S13: the weights are quantized according to the interval (trying to quantize using the midpoint of the interval).

I.e., quantizing the parameters according to the intervals as described in S5. In this example, quantization using the midpoint of the interval is attempted.

S14: and traversing all the weights of the SNN to find a maximum value wmax and a minimum value wmin, and taking the average value of wmax and wmin as w 0.

And quantizing the points in the interval.

S15: then, taking the average value of wmin and w0 as w-1; the average of wmax and w0 is taken as w 1.

And quantizing the points in the interval.

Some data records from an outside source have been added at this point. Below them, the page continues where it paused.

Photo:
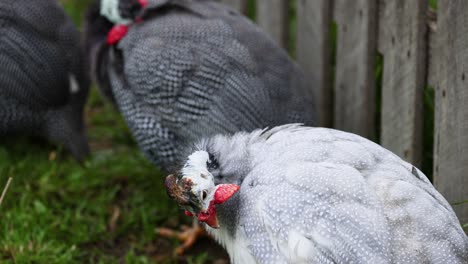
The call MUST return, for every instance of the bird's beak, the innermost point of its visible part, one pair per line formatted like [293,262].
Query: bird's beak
[181,192]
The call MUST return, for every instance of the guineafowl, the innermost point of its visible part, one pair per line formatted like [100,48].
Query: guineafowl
[181,70]
[296,194]
[43,80]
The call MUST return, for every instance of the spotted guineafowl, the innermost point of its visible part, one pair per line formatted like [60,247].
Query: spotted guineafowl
[182,70]
[43,81]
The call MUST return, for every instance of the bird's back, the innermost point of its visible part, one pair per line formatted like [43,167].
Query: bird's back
[323,195]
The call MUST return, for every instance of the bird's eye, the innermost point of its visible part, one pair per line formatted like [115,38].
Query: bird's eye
[212,163]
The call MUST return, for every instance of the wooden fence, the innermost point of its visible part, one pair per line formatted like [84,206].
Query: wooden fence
[420,47]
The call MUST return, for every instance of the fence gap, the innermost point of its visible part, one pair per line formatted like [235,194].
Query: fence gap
[379,70]
[273,17]
[313,50]
[354,83]
[402,36]
[451,112]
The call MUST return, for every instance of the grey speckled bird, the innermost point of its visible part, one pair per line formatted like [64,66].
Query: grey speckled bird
[316,195]
[43,82]
[191,69]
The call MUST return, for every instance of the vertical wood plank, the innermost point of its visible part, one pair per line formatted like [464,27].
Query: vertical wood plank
[272,16]
[239,5]
[313,51]
[402,41]
[451,113]
[354,80]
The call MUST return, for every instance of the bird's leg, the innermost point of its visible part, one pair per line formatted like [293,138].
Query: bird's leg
[188,236]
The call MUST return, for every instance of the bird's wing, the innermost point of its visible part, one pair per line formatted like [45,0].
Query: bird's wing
[349,195]
[315,213]
[34,59]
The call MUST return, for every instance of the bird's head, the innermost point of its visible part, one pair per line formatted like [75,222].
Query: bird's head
[122,13]
[195,188]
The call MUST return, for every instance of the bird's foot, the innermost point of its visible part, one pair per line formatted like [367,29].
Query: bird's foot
[188,236]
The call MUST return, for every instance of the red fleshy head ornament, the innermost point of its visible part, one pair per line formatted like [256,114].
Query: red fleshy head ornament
[143,3]
[223,193]
[116,34]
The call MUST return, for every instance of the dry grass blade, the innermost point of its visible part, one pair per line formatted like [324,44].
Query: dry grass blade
[5,189]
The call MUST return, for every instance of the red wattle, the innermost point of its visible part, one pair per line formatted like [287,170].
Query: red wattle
[143,3]
[224,192]
[187,213]
[116,34]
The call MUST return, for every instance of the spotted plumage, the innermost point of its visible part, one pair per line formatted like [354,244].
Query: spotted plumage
[316,195]
[43,83]
[192,69]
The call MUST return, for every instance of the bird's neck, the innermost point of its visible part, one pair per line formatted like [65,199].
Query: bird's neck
[236,244]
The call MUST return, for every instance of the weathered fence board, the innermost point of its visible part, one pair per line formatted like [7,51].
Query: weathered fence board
[272,16]
[451,127]
[313,50]
[354,79]
[239,5]
[402,41]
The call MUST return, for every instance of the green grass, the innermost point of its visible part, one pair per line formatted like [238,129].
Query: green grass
[57,211]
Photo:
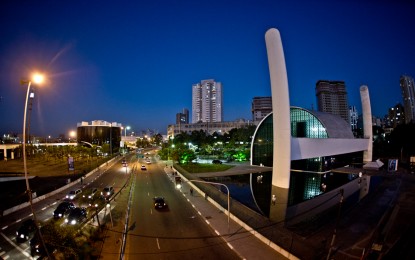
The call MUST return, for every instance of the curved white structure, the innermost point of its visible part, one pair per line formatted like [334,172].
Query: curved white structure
[281,124]
[367,123]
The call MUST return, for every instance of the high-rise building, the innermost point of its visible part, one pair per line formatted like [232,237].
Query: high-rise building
[183,117]
[332,98]
[207,101]
[261,107]
[408,96]
[354,118]
[396,116]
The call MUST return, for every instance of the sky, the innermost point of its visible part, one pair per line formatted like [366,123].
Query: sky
[134,62]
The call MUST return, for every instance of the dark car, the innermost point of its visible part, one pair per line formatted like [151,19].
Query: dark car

S16: traversing all the weights again, and if the weight is between wmin and w-1, making the weight equal to the average value x1 of the weight and the weight; if the weight value is between w-1 and w0, the weight value is equal to the average value x2 of the two, and x3 and x4 are obtained by the same method.

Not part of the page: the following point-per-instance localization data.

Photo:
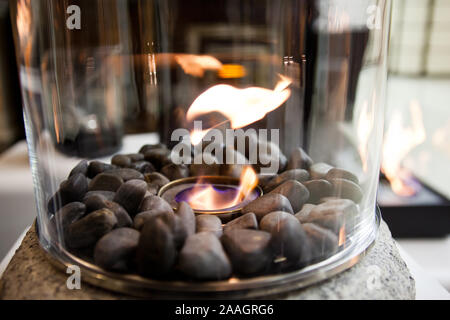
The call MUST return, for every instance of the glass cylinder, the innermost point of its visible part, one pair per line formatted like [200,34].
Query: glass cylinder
[198,146]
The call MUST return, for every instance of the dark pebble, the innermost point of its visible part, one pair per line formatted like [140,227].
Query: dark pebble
[323,242]
[299,175]
[175,171]
[205,165]
[156,253]
[158,157]
[333,214]
[105,182]
[97,202]
[303,214]
[203,258]
[155,203]
[108,195]
[149,147]
[156,180]
[97,167]
[296,193]
[143,167]
[86,231]
[127,174]
[248,250]
[268,203]
[121,160]
[289,240]
[74,188]
[130,195]
[187,216]
[116,250]
[246,221]
[272,220]
[143,217]
[208,223]
[135,157]
[81,167]
[70,213]
[347,189]
[318,189]
[336,173]
[319,170]
[299,159]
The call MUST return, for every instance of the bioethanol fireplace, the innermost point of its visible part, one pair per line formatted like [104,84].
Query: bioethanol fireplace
[200,146]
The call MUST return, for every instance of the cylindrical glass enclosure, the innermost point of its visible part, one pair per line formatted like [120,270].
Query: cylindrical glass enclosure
[204,146]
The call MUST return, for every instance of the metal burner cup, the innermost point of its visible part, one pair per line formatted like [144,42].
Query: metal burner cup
[175,191]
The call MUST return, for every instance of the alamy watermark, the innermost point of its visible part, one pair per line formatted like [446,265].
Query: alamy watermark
[255,144]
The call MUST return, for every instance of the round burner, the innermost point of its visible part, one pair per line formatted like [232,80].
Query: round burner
[227,188]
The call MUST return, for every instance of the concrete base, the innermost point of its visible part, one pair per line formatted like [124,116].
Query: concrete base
[381,274]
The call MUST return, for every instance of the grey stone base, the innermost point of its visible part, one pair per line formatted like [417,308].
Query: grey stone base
[381,274]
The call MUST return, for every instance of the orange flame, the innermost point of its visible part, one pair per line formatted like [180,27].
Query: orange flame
[195,65]
[208,198]
[240,106]
[399,141]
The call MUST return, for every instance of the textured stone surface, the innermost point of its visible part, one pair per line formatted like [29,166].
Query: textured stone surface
[30,276]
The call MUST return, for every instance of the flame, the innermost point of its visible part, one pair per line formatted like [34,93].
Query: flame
[399,141]
[208,198]
[240,106]
[196,65]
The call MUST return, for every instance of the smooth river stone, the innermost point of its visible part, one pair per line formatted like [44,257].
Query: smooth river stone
[97,167]
[205,164]
[74,188]
[148,147]
[333,214]
[121,160]
[156,204]
[347,189]
[323,242]
[70,213]
[143,167]
[97,202]
[156,253]
[203,258]
[105,182]
[116,250]
[319,170]
[299,159]
[81,167]
[174,171]
[272,220]
[336,173]
[130,195]
[158,157]
[299,175]
[268,203]
[296,193]
[135,157]
[318,189]
[289,240]
[127,174]
[303,214]
[246,221]
[187,216]
[108,195]
[156,180]
[86,231]
[209,223]
[248,250]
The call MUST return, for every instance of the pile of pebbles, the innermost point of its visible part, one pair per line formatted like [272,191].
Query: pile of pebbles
[111,215]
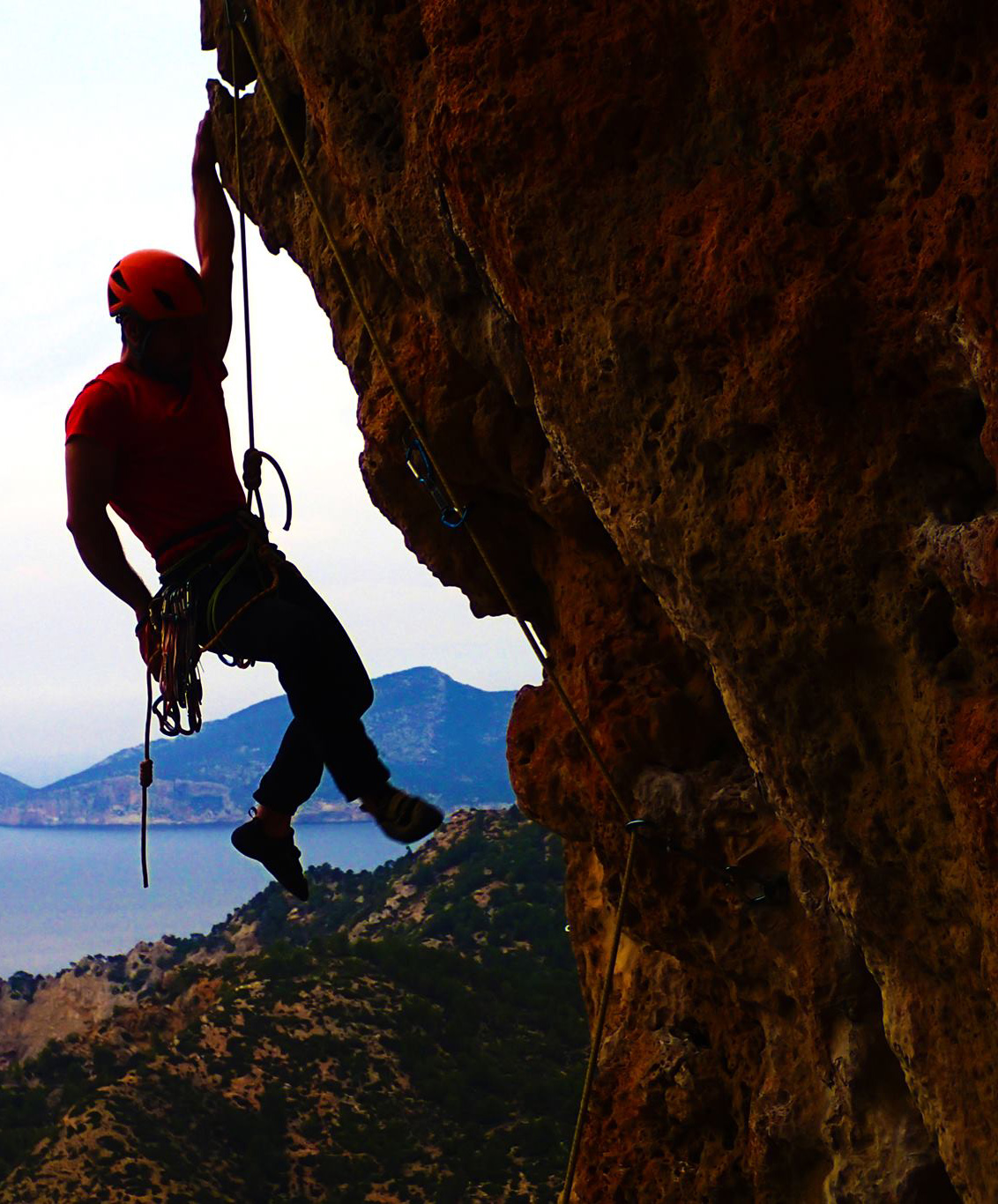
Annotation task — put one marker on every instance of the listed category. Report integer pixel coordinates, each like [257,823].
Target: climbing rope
[447,500]
[252,495]
[428,471]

And quantizing the points in the interval.

S17: and testing the SNN recognition rate.

I.e., the test parameters quantify SNN at S7. If the performance index is met, the method is ended, otherwise, the method returns to S12 to reselect the interval division method and the subsequent processes.

Claims (4)

1. A pulse neural network parameter quantification method is characterized by comprising the following steps:

s1, acquiring a trained original impulse neural network, wherein parameters of the original impulse neural network comprise weight, threshold, leakage constant, set voltage, refractory period and synaptic delay;

s2, selecting one or more parameters needing quantization;

s3, counting the distribution of the selected parameters in the neural network;

s4, carrying out interval division on the selected parameters;

s5, quantizing the parameters according to the intervals, namely quantizing the parameters distributed in the same interval into the same value;

s6, obtaining a parameter quantization pulse neural network, namely replacing original parameters which only correspond to the original pulse neural network by the quantization values obtained in the step 5;

s7, testing the parameter quantization pulse neural network obtained in the step S6: and (4) testing the parameter quantization neural network by taking the input of the original pulse neural network as input, finishing if the test result meets the requirement of a preset index, and returning to the step S3 if the test result does not meet the requirement of the preset index.

2. The method according to claim 1, wherein the specific method for obtaining the trained raw spiking neural network in step S1 is as follows:

training a corresponding artificial neural network, wherein the artificial neural network is one of a multilayer perceptron, a convolutional neural network, a cyclic neural network and a long-term and short-term memory network, mapping training parameters to a pulse neural network with the same topological structure, and coding input data by adopting a pulse sequence to obtain an original pulse neural network;

or,

establishing a pulse neural network, adopting a pulse sequence as input, training the pulse neural network on line by utilizing a learning mechanism that synaptic pulse time sequence depends on plasticity, and fixing parameters of the pulse neural network after training is finished so as to obtain an original pulse neural network after training is finished.

3. The method for quantifying parameters of an impulse neural network according to claim 2, wherein the specific method in step S3 is as follows:

counting the parameter distribution condition of the selected parameters in a certain layer of network;

or,

counting the respective conditions of the parameters of the selected parameters in a certain layer of network;

still alternatively, the first and second substrates may be,

and counting the respective conditions of the parameters of the selected parameters in each layer network.

4. The method according to claim 3, wherein the specific method in step S4 is as follows:

and dividing the parameter intervals by adopting one of an averaging method, a non-averaging method and a confidence interval dividing method, and obtaining the number of the intervals.